How Google could kick start IPv6 - bensummers
http://revk.www.me.uk/2010/10/kick-starting-ipv6.html

======
wglb
An interesting step it would be, but I am a little hazy on the details of how
this would work. So Google ranks an IPV6 site slightly higher than the
competition. Neat. But nobody can get to it because they are all IPV4. So that
site needs to also show up in IPV4, since none of us are IPV6 yet. Is that the
same site or a different one (presuming that the content is the same)? If it
is the same one, then how does Google link these together?

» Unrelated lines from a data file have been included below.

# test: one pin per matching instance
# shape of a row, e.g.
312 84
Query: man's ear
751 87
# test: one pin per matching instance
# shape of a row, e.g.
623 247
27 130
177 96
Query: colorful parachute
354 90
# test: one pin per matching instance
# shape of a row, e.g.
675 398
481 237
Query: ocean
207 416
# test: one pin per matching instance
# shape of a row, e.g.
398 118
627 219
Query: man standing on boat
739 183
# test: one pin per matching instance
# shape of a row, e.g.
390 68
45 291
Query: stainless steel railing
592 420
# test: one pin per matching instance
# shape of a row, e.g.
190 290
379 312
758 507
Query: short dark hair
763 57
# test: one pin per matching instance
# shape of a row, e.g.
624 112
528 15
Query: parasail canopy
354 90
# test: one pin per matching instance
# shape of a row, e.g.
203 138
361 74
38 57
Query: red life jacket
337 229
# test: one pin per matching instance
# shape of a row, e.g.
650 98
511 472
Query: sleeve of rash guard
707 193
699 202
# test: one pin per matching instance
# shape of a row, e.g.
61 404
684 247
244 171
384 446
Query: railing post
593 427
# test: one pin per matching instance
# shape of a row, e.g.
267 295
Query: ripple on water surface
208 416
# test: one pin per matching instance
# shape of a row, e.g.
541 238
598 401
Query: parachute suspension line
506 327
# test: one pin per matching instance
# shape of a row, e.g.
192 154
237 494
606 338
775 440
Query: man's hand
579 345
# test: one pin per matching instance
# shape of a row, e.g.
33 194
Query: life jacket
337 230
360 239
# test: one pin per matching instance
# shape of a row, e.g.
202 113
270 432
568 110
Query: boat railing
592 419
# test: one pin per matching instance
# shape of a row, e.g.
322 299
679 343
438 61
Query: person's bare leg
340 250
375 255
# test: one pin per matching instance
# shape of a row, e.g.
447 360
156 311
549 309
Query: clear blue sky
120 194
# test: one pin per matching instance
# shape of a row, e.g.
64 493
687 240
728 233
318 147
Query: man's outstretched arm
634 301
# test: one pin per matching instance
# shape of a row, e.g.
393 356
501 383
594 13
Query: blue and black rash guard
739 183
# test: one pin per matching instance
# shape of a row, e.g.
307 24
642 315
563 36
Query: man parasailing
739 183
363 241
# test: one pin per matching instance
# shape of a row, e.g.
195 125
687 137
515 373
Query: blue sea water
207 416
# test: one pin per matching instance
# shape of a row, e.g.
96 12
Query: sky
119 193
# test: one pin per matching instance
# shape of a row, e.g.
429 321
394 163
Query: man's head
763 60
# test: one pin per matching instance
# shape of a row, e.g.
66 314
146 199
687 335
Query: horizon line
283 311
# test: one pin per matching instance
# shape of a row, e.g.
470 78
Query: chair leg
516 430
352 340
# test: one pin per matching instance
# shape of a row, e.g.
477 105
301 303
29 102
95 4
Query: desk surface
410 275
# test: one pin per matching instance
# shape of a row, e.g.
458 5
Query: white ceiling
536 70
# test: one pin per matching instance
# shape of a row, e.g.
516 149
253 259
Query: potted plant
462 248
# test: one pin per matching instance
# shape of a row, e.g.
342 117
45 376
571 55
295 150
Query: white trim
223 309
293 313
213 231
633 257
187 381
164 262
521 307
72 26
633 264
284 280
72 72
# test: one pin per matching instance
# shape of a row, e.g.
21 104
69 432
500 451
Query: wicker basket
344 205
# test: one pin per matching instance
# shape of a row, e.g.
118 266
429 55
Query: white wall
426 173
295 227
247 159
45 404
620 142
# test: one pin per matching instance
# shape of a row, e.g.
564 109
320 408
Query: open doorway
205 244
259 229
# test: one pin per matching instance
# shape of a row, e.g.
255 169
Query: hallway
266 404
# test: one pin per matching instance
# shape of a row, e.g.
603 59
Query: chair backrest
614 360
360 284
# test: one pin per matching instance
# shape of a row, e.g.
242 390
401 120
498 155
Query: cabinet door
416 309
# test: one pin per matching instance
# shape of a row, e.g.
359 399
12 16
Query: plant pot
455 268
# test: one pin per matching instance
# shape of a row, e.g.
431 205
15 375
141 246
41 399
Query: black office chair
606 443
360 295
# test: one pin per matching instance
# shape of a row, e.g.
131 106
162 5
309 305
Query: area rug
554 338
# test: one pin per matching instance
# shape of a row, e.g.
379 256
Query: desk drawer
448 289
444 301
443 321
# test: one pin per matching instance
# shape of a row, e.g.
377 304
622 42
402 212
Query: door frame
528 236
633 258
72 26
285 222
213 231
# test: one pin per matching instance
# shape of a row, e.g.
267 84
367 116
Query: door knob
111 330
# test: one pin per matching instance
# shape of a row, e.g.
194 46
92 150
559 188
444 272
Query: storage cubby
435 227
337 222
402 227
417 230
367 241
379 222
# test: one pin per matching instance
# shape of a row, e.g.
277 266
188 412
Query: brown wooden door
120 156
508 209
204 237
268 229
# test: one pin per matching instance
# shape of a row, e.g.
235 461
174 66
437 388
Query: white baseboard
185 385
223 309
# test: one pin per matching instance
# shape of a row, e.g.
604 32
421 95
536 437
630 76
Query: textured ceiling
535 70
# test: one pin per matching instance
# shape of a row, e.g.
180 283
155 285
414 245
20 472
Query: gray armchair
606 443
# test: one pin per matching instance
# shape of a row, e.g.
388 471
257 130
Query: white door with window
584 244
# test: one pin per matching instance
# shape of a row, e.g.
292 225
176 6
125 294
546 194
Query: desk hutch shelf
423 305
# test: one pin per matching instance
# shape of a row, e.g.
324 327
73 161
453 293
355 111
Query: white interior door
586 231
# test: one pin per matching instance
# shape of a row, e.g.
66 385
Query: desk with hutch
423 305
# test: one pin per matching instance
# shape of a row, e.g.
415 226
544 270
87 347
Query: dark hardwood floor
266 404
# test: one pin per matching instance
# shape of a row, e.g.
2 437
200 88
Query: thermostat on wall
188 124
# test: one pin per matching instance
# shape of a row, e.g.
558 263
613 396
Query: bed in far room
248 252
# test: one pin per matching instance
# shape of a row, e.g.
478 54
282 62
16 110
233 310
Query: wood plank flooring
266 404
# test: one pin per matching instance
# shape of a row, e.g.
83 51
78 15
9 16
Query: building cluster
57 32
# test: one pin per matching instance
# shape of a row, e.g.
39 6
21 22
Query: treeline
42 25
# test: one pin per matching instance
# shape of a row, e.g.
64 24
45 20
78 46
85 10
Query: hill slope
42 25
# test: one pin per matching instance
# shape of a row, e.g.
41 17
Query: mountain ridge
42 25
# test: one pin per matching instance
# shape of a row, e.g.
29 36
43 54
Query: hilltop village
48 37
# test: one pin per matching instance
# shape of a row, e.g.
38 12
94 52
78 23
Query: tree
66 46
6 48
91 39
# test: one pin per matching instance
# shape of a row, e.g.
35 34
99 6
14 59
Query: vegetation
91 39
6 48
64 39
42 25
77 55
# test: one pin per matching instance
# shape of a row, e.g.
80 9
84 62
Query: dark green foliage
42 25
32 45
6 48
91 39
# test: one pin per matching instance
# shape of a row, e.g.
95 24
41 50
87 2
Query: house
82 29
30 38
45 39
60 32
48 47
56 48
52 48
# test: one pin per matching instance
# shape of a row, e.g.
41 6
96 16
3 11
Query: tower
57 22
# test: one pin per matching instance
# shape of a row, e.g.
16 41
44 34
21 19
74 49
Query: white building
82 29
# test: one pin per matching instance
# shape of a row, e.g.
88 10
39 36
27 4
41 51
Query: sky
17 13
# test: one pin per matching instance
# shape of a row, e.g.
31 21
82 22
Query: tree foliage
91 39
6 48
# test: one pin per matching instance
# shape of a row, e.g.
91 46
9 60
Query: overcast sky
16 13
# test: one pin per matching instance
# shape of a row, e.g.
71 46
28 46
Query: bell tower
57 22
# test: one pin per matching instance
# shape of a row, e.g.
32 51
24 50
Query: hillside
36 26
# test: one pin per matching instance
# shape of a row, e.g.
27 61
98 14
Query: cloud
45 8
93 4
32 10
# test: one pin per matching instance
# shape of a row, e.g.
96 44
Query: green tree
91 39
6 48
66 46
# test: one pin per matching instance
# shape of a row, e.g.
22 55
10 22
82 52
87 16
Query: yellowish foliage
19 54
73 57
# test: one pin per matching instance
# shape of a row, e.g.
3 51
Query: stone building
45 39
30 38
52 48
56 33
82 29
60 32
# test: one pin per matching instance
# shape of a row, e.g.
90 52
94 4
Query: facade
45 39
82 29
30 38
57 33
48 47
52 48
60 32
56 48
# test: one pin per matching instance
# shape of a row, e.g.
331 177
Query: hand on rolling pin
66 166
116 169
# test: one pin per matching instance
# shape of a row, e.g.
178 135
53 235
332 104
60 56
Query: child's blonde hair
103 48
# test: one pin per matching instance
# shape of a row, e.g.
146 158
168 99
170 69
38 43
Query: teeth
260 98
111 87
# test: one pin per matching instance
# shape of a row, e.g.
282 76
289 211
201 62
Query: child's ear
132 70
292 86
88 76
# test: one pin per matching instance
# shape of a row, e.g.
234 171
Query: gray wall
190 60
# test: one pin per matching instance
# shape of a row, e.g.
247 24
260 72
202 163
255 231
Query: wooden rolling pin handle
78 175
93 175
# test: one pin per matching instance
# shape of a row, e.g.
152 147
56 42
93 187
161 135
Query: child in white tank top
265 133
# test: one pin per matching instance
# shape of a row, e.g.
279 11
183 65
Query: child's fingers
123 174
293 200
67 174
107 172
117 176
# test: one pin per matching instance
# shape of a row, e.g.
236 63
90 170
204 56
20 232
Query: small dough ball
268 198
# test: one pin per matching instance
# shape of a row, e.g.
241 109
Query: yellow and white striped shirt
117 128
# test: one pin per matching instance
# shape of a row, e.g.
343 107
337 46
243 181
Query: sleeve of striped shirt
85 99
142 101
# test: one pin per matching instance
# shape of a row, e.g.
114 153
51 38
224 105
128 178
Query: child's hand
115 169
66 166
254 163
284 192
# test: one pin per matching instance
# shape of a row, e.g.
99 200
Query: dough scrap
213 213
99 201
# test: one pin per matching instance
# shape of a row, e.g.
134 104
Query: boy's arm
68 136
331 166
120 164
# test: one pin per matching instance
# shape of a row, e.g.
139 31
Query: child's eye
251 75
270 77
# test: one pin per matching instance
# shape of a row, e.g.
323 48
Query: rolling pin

So this doesn't motivate me to motivate my ISP to go IPv6 since I can still
see the site in IPV4.

If there is a magic bullet to get everybody over the IPv6, I don't think this
is the one.

To more fully bake this proposal, perhaps a review of the DJB ipv6 mess
article will help. I am increasingly wondering if it isn't like changing which
side of the road everybody drives on. Not likely to work well unless it all
happens at once.

------
zdw
What's in it for them?

I could think of a whole lot of other "good" things Google could reward for:

\- HTML/XHTML that is well formed and validates or has closed tags \- Use of
alt tags and other accessibility friendly features (beyond how these already
benefit them)

But I don't think they'd do any of this if it doesn't benefit them directly.
Sure, they have cars that drive around on their own, but what is being
proposed is messing with their core business - the "meat and potatoes" that
makes them all the money.

Until it causes them "pain" this seems unlikely.

That said, from "force the issue" networking standpoint I think it's an
awesomely great idea.

------
moe
That's an intriguing idea - but sadly it's also straight from the "what if the
world cared!"-bucket.

Google will not risk their competitive edge in search for the cause of IPv6.

Joe Sixpack wants good search results. He doesn't want a bad site ranked over
a good site only because the bad site was quicker to implement IPv6. Joe
Sixpack doesn't even know what IPv6 is.